Gostaria de ter visto no documento da troika medidas de combate à corrupção que também atinge a saúde, como muito bem diz a Assembleia Mundial da Saúde, reunida em 2005.
Cito:
“A crescente globalização e a localização off shore de activos empresariais – frequentemente em paraísos fiscais – aumenta o potencial de perda de receita fiscal, seja por lacunas não intencionais na legislação seja através do uso ilegal de contas individuais ocultas. Todos os países da OCDE aceitam agora o Artigo 26 da convenção fiscal modelo da OCDE, que cobre a troca de informação, e mais de 360 acordos de troca de informação sobre impostos foram assinados . Espera-se que as empresas globais e as instituições financeiras que as servem sejam mais transparentes nas suas transacções futuras, e que os países que as acolhem obtenham uma fatia mais justa das receitas fiscais”.
É senso comum que é na despesa em medicamentos o maior gasto dos sistemas de saúde e a maioria dos países tenta reduzir esta despesa pela introdução da venda de genéricos.
Este foi um dos temas muito debatido durante a última campanha para Bastonário da Ordem dos Médicos, mas julgo importante voltar ao assunto.

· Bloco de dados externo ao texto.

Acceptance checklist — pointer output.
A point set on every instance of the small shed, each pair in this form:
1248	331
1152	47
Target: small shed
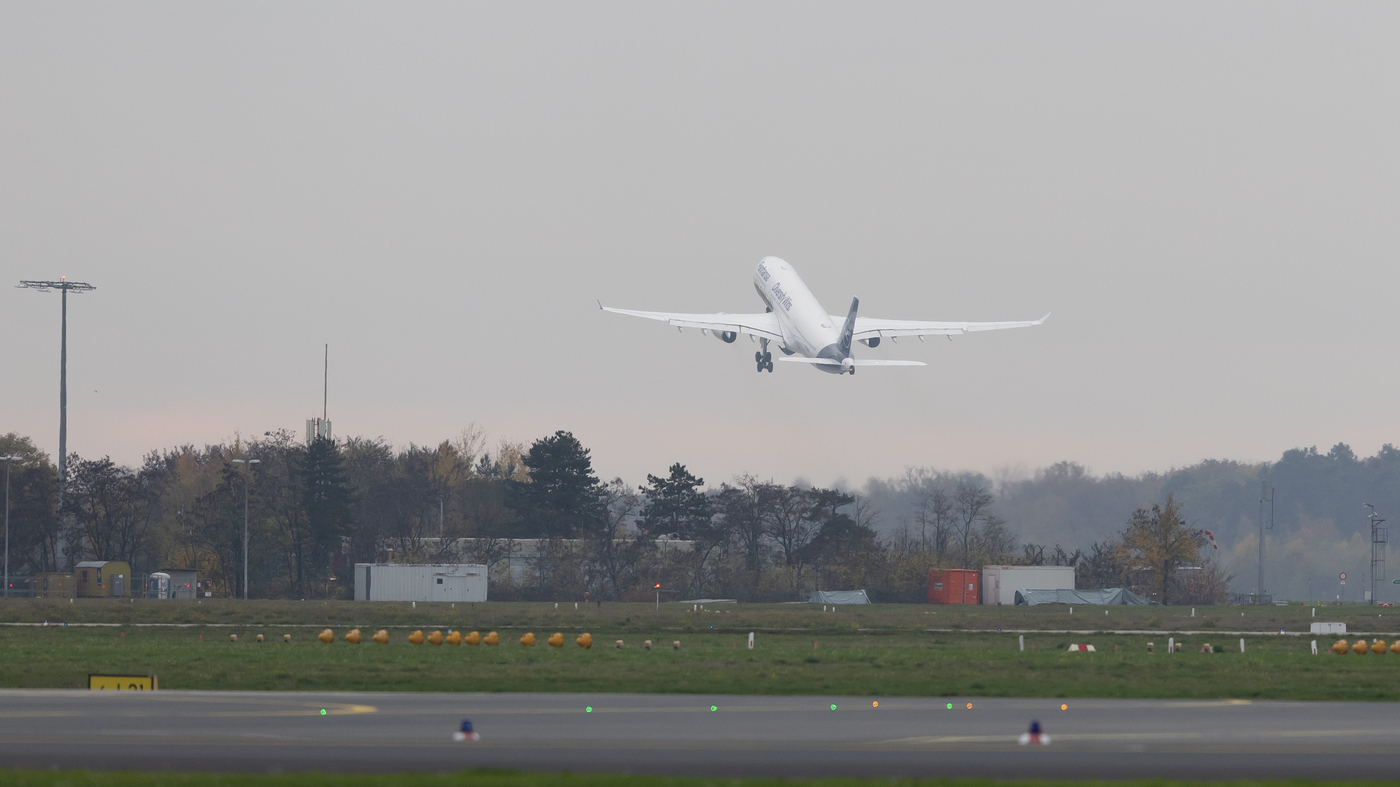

Os médicos pensam a terapêutica como parte integrante do acto médico e o seu raciocínio é feito tendo por base a disponibilidade dos princípios activos conhecidos e das formas de apresentação aplicáveis.
Assim, é correcto dizer-se que os médicos, numa primeira fase do processo terapêutico, sempre prescreveram e prescrevem por Denominação Comum Internacional.
A segunda fase do processo terapêutico, da dispensa dos medicamentos prescritos por entidade terceira exterior à classe médica, tem contextos diferentes quer se trate do domínio hospitalar ou institucional ou do ambulatório.
No caso da prescrição hospitalar por Denominação Comum Internacional (DCI), cabe aos serviços farmacêuticos disponibilizar os medicamentos adquiridos normalmente a um só produtor ou fornecedor e, como tal, não se coloca qualquer divergência ou grau de liberdade. Os médicos confiam na boa escolha e dispensa dos serviços farmacêuticos.
Quando se trata da medicina do ambulatório, o mercado da dispensa de medicamentos é muito vasto e para cada princípio activo podem existir medicamentos de marca e ditos genéricos também de marca ou de fornecedor.

Cabe ao médico indicar o medicamento na forma que é apresentado de marca ou genérico de fornecedor, qualquer deles específico nominativamente. É no acto médico que a liberdade de escolha participada do doente assume a sua plenitude. São raros os casos em que os medicamentos de marca ou genéricos são únicos para um dado DCI. Não existem pois no ambulatório genérico universal. Terá de haver uma escolha. Cabe ao médico e ao seu doente fazê-la no tempo e lugar próprios.
A confusão, o barulho dos negócios e outros interesses extra saúde entram em acção quando se coloca no mercado diferentes medicamentos com o mesmo princípio activo e apresentação a preços diferentes. Aqui aparecem os proponentes da limitação da iniciativa terapêutica dos médicos. Uns, directos, dizem que tal poder de escolha dos medicamentos deve pertencer às farmácias e à sua associação. Outros, mais elaborados, dizem que deve ser dada liberdade aos doentes com a ajuda dos farmacêuticos. E outros ainda consideram que o preço deve ser um factor penalizador da escolha ou que os médicos quando quiserem participar no processo de escolha terão de o fazer com justificação técnica precisa e fundamentada.

O que ninguém falou foi da introdução dos medicamentos genéricos universais adquiridos ou contratualizados pelo Serviço Nacional de Saúde. E porque não todos os medicamentos, genéricos ou de marca, a exemplo do que se faz na Nova Zelândia, Canadá e parte da Bélgica. Este modelo - que ficou conhecido como o modelo kiwi, pela Nova Zelândia ser um grande produtor deste fruto - consiste na abertura de concurso, pelas autoridades, às empresas que propõem medicamentos equivalentes e a comparticipação daqueles que fizerem a melhor oferta.